All of Squakk was integrated into the Gumpert Workshop band, whose series of suites climaxed the JazzWerkstatt festival. Thewes’ composition “The End of Dow Jones” was more provocative in title than execution, but it did give space to tenor saxophonist Uli Kempendorff’s smears and shouts; slippery altissimo runs from Walsdorf; and harmonized riffs from the alto saxophone or clarinet of Michael Thieke. More substantial as an arrangement was “Worlds Apart”, written by trumpeter Paul Brody, who the day previously with his Sadawi quintet used the rhythmic talents of Roder, Grenier, Michael Winograd’s liquid clarinet airs and Brandon Seabrook’s note-shredding guitar licks to link improv, Klezmer and Balkan music with an overlay of ferocious rock. Brody’s Workshop piece took advantage of the colors available from the octet, succeeding with a polyphonic invention rather than a string of solos.

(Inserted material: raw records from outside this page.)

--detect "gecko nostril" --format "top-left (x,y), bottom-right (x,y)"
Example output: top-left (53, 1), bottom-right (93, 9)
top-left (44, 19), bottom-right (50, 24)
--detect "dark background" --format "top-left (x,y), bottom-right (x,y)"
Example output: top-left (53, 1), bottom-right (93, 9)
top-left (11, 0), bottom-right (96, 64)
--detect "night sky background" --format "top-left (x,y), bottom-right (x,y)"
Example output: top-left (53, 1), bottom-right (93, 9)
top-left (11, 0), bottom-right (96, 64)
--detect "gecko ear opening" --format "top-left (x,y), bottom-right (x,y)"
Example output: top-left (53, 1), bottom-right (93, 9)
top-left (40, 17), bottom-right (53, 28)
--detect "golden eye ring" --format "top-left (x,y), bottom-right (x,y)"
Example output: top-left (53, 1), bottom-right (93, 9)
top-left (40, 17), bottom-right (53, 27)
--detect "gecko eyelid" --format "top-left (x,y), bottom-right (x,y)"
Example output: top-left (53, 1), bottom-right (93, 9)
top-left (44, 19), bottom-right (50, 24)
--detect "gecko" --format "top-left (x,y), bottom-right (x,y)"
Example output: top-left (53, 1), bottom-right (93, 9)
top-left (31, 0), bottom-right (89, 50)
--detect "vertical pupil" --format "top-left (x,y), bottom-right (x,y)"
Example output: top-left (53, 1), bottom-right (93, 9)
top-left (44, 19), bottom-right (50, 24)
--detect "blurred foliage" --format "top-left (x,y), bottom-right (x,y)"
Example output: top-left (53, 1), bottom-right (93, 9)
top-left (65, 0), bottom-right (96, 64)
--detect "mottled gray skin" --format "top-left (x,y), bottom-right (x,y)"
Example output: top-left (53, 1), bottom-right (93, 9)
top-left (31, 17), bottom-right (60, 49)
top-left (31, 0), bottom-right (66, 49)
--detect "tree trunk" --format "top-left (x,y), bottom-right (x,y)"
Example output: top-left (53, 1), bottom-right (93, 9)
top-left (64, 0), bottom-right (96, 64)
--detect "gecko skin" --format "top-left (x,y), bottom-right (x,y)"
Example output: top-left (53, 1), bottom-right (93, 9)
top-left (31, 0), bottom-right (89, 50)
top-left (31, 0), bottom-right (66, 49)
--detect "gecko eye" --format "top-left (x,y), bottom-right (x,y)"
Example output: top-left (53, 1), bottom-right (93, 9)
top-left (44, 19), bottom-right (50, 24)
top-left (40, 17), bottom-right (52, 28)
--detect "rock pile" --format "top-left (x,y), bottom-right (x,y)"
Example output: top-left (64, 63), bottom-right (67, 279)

But the festival’s ultimate sound was reserved for compositions by band leader Gumpert, who with Sommer – and clarinettist Rolf Kühn, whose otherwise young Trio-O featuring Lillinger, forged a path blending 1950s cool jazz with contemporary sounds the evening before – confirmed that the facility for creating worthwhile jazz, forged in opposition before many of the improve tyros featured in the festival were born, is still fully functioning.

Gumpert’s bravura recital successively touched on Teutonic marches, primitive blues and sophisticated layers of jazz from many eras, while in true workshop fashion, he utilized each musician’s strengths. As the pianist economically comped and key-clipped, his mostly linear arrangements contrasted Thewes’ laughing brays with Brody’s pure tone; or tongue-slapping clarinet from Thieke with frenetic, reed-biting intensity from Walsdorff, then succeeded by an episode of subterranean flutter-tonguing from Kempendorff. With Grenier proving himself as adapt at time keeping as free time and Roder moving from to walking to intricate spiccato with the same facility, the pianist’s alternating impressionistic harmonies or kinetic patterning pushed the band to multi-faceted crescendos and magisterial sonic climaxes. Overall these sounds were as distinctive and notable as most of the music played during the festival itself.